One of the things I frequently do on this blog is to critique medical studies. There are also now a lot of blogs, youtube channels, etc. that do the same. However, the average person (understandably) really has no training on how to read or critique a medical study, so it occurred to me recently that providing an occasional post explaining some of the concepts that are frequently used when discussing medical studies might be a useful service to my readers.
Accordingly, today I will explain “power”, which is the term used to describe whether a study is or is not robust enough to detect the effect of an intervention. Let’s start with a silly example.
Imagine that we wanted to determine whether taking high dose fish oil could reduce the risk for a heart attack. Now let’s suppose that we designed a study in which we took one-thousand 50 year old men and divided them into two groups of five-hundred. The first group of five-hundred would get a fish oil supplement, and the second group would get a placebo. Then we follow them for one year. Now suppose that at the end of that year, one person in each group has had a heart attack. Would you conclude that fish oil is no better than placebo at preventing heart attacks?
Probably not. Most fifty year old men are not going to have a heart attack in the next year. So there’s no reasonable way to conclude anything from this study – there just weren’t enough heart attacks to be able to see if the rate of heart attacks was truly the same versus different in the two groups. We would say that this study is UNDERPOWERED to detect any possible effect of fish oil on heart disease.
But now let’s suppose that instead of one thousand healthy fifty year old men, we chose one million fifty year old men, thus giving us two groups of half a million men each. Even in healthy fifty year olds, out of one million men, we would expect to see at least a few dozen heart attacks over a one-year period. Thus in all likelihood, after one year, enough heart attacks will have happened that we will be able to see if any difference exists between the two groups (for example, 40 heart attacks in the placebo group but only 16 in the fish oil group), and thus draw some conclusions. Which brings me to point number one: you can increase the power of a study by making it larger.
Let’s go back to our original example, and imagine now that instead of increasing our study group from one thousand men to one million, we instead increased the timeline over which we followed them.
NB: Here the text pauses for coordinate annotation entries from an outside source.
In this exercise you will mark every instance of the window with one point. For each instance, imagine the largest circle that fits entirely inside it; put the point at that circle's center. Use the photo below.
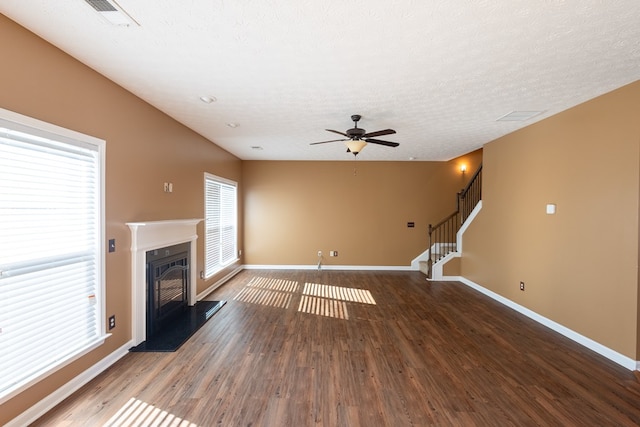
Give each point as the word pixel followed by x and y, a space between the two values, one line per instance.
pixel 51 239
pixel 220 223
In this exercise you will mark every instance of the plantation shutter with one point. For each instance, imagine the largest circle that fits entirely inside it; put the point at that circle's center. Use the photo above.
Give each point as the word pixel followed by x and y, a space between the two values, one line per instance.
pixel 220 223
pixel 50 257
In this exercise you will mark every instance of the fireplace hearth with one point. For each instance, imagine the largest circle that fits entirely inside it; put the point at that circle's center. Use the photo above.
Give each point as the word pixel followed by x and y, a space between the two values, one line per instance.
pixel 150 236
pixel 167 285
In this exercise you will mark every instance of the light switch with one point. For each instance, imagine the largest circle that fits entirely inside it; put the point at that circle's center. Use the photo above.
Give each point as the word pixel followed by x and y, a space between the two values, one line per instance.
pixel 551 209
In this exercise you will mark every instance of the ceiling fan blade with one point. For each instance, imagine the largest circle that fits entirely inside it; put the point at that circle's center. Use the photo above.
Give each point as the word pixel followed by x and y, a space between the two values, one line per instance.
pixel 324 142
pixel 379 133
pixel 338 132
pixel 379 141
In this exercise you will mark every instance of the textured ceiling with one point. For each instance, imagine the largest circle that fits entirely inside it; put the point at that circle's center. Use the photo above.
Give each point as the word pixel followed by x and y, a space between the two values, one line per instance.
pixel 439 72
For example, instead of following the men for one year, we follow them for 10 years. In other words, we give 500 men a fish oil from ages 50 to 60, and another 500 men a placebo over the same period. There’s a very good chance that over the 10 years of follow up, there will be a number of heart attacks in each group, and at the end we’ll be able to do a tally and see if there’s any meaningful difference between the two. Again, we’ve increased our study’s power. And if instead of 10 years we followed the men for 15 years or 20 years, we would increase the power even further. So point number two: another way to adequately power a study is to make it stretch out over a long enough timeline.
Now let’s go back again to the original example of 1,000 healthy men followed for a year, only this time let us not choose healthy 50 year old men, but rather diabetic 75 year old men who smoke, again randomized 500 to fish oil and 500 to placebo and followed for a year. Men in their 70s who smoke and have diabetes are at extremely high risk for cardiovascular events, and there’s a good chance that out of the 1,000 men in the study at least a few dozen will have a heart attack within the year. Once again, we will probably now be able to see if there’s a meaningful difference between the two groups. Point number three: you can increase a study’s power by starting with a higher risk group of patients.
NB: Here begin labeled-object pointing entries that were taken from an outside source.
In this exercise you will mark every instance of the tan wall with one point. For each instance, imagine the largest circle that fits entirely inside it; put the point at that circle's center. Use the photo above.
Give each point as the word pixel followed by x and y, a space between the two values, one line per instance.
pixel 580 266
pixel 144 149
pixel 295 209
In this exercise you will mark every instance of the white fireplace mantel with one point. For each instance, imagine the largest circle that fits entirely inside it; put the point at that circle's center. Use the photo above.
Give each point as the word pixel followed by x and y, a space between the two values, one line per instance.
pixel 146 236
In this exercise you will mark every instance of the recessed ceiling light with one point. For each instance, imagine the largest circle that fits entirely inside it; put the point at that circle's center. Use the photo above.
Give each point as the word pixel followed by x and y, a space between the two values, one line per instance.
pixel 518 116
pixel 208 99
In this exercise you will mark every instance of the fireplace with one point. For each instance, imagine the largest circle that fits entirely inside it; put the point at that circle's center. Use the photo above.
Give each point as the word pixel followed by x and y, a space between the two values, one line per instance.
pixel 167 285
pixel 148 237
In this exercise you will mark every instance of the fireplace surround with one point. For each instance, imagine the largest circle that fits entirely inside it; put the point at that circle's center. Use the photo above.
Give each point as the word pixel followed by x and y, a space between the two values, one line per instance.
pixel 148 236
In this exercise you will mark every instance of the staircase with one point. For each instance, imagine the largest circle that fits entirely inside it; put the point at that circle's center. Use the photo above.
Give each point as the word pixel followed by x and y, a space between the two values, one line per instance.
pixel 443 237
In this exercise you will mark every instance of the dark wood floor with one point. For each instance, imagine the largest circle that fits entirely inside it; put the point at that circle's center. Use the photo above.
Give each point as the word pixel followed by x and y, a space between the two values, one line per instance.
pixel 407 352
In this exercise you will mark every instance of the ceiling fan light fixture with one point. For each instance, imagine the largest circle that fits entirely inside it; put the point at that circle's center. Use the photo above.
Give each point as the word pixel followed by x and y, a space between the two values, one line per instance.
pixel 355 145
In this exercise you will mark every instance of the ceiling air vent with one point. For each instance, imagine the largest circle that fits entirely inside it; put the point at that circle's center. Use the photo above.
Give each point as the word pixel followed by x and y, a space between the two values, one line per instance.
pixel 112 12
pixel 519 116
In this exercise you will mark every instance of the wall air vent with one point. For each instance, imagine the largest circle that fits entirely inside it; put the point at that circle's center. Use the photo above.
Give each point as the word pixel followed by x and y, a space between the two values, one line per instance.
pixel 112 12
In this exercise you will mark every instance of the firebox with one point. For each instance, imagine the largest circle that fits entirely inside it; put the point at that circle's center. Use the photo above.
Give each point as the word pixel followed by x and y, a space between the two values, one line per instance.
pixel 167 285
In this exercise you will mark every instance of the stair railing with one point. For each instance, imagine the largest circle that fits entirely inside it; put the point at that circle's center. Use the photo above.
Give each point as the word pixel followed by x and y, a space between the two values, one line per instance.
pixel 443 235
There are other ways to increase power too, but they are best left to statistical nerds. For the lay reader, an understanding of the above concepts will suffice to understand two key points:
When reading about a study that does NOT find any benefit to a particular intervention (e.g. “Fish Oil Does Not Appear to Prevent Heart Disease, New Study Finds”) one reasonable question to ask yourself is if the study was adequately powered. Is it really true that there’s no benefit to taking fish oil? Or is it possible that the researchers studied too small of a group for too short of a period with not enough risk of cardiovascular events to detect that benefit?
Understanding the concept of power also sheds some light on WHY scientists design studies the way they do. Time and money are limited, so while it would be nice to do decades long studies on millions of people for every question we have, in the real world there is no practical way to do this. Most of the time, therefore, researchers have to negotiate the tradeoffs that are required to adequately power their study. This is one reason, for example, why most studies of cardiovascular disease have been carried out in men with risk factors such as high blood pressure, diabetes, tobacco use, etc. It’s not only, as some activists would have it, that medicine has a blind spot toward women or toward studying healthier people (though I believe that those are also both correct critiques) but rather that if you want to find out, for example, if prescribing a statin can reduce the risk for a heart attack or stroke, you will need to follow a lot fewer people for a much shorter period of time if you start with a group of patients who are at very high risk for having a heart attack or stroke in the near future. Doing the same study in healthy, younger, women, would require enrolling many, many, more people in the study and following them for a much longer period of time, which may just not be economically or logistically feasible.